# Solved: How to go back to Win7 fromWin10?



## iagoman (Nov 5, 2003)

I installed Win10 on my Toshiba Satellite Pro L300 laptop and am not happy with the new OS.
Some problems I uncovered:
1. Outlook2003...often get a send/receive error...rebooting fixes it, but can occur again at some other time.
2. Some programs don't load at startup, ie SHORTKEYS, FENCES, but sometimes do.
3. goes into "sleep" mode but won't wake up using mouse pad, have to press ON/Off button.
4.Tried to use feature to revert to Win7, but it boots to Win10.
5. Auto-fill in Outlook email didn't work when using WORD as format.
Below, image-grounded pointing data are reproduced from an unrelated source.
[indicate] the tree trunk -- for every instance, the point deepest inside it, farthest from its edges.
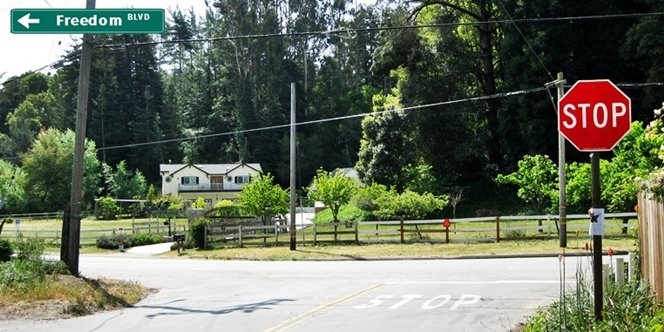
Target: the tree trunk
(488, 83)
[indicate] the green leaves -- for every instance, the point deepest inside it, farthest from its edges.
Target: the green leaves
(334, 190)
(261, 197)
(409, 205)
(536, 180)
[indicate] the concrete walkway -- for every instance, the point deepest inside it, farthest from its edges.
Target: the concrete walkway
(153, 249)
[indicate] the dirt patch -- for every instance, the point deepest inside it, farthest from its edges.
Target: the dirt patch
(106, 299)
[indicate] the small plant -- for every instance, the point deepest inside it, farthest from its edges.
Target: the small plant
(199, 203)
(6, 250)
(197, 232)
(146, 239)
(29, 248)
(108, 208)
(515, 234)
(226, 208)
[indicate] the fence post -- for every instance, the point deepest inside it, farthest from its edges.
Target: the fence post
(631, 266)
(240, 230)
(205, 237)
(620, 271)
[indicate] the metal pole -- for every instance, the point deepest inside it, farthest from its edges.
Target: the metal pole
(597, 239)
(72, 225)
(562, 201)
(293, 229)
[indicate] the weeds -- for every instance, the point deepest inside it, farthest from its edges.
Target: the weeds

Changed it to generic and auto-fill worked.

I'm sorry I didn't wait for 6 months before the new install. If I can get back to Win7, I'll wait a year or so and upgrade
my laptop to a new one, OR maybe head over to the Apple store.

SO, How can I un-install Win10 and get back to old faithful Win7?


----------



## CleaverX (Sep 27, 2012)

Try this: http://www.cnet.com/how-to/windows-10-how-to-roll-back/


----------



## iagoman (Nov 5, 2003)

I visited that site earlier and didn't have success.
When I ask to roll back to previous version I get a prompt to enter
the Admin p/w. I never had one. After 3 tries the sys boots back to Win10.
MS's way of telling me, "too bad, your stuck with us".
I have numerous full backups that I have on a separate drive using Macrium as a 
b/u method, but to be honest, I have never had to restore a full backup from that drive
and am a little concerned I may mess it up.
Any advice is welcome.
Steve
PS I have been a member and supporter of TSG for probably 8 years.


----------



## iagoman (Nov 5, 2003)

Tks Cleaverx,
I looked at the site more closely and was able to restore my sys to Win7.
I think I'll wait for a bit before moving to Win10. 
Let's see what the millions of Win7 users think and say as they migrate to that OS.


----------



## storage_man (Nov 6, 2003)

That is really a good idea. Most plain vanilla systems have no problems, but some of the older ones/modified systems are a problem.


----------